İlk gezime kalabalık bir grupla birlikte İsveç'ten başladım. Malmö'ye uygun fiyata bir uçuş bulduk. Malmö, Danimarka'ya çok yakın bir İsveç kenti.  Stockholm'e gitmektsense Kopenhag'a gitmek daha kolay olduğu için biz de Danimarka'ya doğru yola koyulduk kısa Malmö ziyaretimiz sonrası.

Malmö, İsveç’in 3. büyük şehri. Tasarımcılarıyla ünlü bir şehir. Vitrinlerdeki çeşitlilik, zenginlik ve zevk Malmö’nün bu yanını hemen fark etmenizi sağlıyor. Ancak 3. büyük kent olması ben de şaşkınlık yarattı. Kış aylarının sakin bir kasabasıydı bence. Yazın kalabalıklaşan, kışın sessiz kalan turistik bir kent olduğunu düşünmüştüm.

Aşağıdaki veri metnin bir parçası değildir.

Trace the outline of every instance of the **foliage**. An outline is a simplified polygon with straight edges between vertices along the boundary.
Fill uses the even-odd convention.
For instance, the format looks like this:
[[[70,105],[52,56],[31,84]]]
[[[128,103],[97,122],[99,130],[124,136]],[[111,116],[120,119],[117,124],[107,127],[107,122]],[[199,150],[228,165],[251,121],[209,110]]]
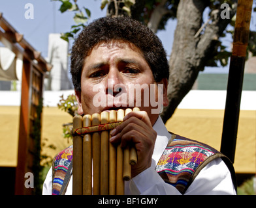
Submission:
[[[86,27],[86,23],[91,17],[91,12],[87,8],[83,6],[80,8],[78,4],[77,0],[52,0],[59,1],[61,5],[59,10],[63,13],[66,11],[73,12],[74,13],[73,20],[75,25],[71,26],[71,30],[69,32],[61,33],[61,38],[67,42],[69,38],[73,38],[74,35],[82,28]]]
[[[74,94],[69,95],[66,99],[64,96],[60,96],[61,99],[57,103],[59,109],[69,113],[72,117],[77,115],[78,105],[76,96]]]
[[[72,117],[76,116],[78,114],[78,105],[75,96],[71,94],[68,96],[66,99],[64,99],[64,96],[62,95],[60,98],[59,103],[57,103],[59,109],[67,112]],[[68,140],[72,139],[72,123],[63,124],[62,125],[64,138],[67,138]]]
[[[244,181],[237,188],[238,195],[255,195],[255,187],[254,183],[255,183],[255,177],[253,177],[249,179]]]
[[[41,172],[42,166],[40,165],[40,151],[41,151],[41,114],[42,109],[42,99],[39,100],[39,105],[36,107],[37,116],[33,121],[32,132],[31,134],[31,138],[35,144],[34,150],[33,150],[33,173],[34,174],[34,194],[40,194],[41,193],[40,185],[42,183]]]

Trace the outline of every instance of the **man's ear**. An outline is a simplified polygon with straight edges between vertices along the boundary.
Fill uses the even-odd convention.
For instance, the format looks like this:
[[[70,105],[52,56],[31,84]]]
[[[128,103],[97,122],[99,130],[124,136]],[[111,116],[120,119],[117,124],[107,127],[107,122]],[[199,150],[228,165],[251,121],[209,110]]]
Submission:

Uçağımız akşamüzeri 5 sularında Malmö’ye indi. Havalimanı, şehrin biraz dışında. Otobüsle merkeze gitme imkanınız var. Otobüs biletini gidiş-dönüş aldık. 3 ay süresince dönüş biletinizi istediğiniz zaman kullanabiliyorsunuz. Otobüs bileti 23 Euro’ydu. Bu kadar pahalı olmasının yanımızda İsveç kronu olmamasından ödemeyi Euro olarak yapmamızdan kaynaklandığı da su götürmez bir gerçek. Havalimanındaki marketten biletimizi aldıktan sonra otobüse bindik. Polonya’dan sonra İsveç adeta yeşil bir cennet.  Yol boyunca pek kiliseye rastlamadık. Bu dikkatimizi çeken ayrıntılardan biriydi. Polonya’da yolunuzun üstünde mutlaka bir kilise görürsünüz. Merkezde inince paramızı Forex’te çevirdikten sonra her yerde en ucuz yemek garantisi sunan bir Çin Lokantası’nda soluğu aldık.

Hostelimiz oldukça güzeldi. Mobilyaların İkea olduğunu belirtmeye gerek yok sanırım.  

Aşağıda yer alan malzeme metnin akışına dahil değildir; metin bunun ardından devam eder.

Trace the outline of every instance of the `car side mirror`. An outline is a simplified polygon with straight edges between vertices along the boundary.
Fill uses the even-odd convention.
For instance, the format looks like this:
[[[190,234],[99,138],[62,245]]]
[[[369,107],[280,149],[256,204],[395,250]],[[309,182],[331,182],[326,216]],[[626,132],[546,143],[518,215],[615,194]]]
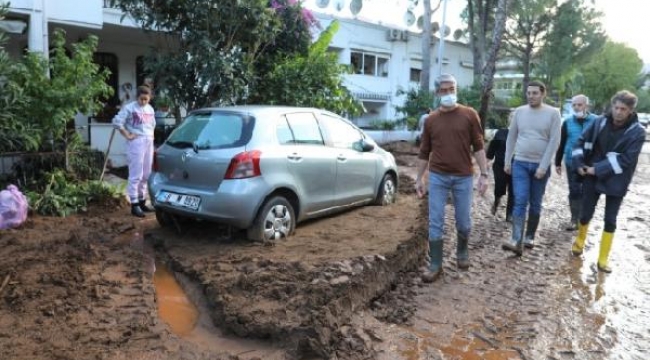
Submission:
[[[369,152],[375,149],[375,145],[361,139],[354,143],[354,149],[360,152]]]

Hayatımda gördüğüm en güzel hosteldi. Hostelden International Hostelling kartı aldık. Bu kart International Hostelling’e üye olan hostellerde indirimli kalmanızı sağlıyor. Hostel görevlisi çok iyi İngilizce konuşuyordu. Zaten İsveç’te çiçekçisinden otobüs şoförüne kadar herkesin çok iyi İngilizce konuştuğunu gördük.

 İsveç’te musluktan su içilebiliyor. Küçük şişe su 10 İsveç kronu.

Malmö’de yapılacak pek bir şey yoktu. Şehre akşam varmıştık. Biraz dolaştık. Restaurantlar, cafeler oldukça renkliydi. Resimdeki espresso evi bile, basit bir cafe olmaktan uzak adeta bir bar görünümüne sahip. Sahile gidip Danimarka’yı seyrettik.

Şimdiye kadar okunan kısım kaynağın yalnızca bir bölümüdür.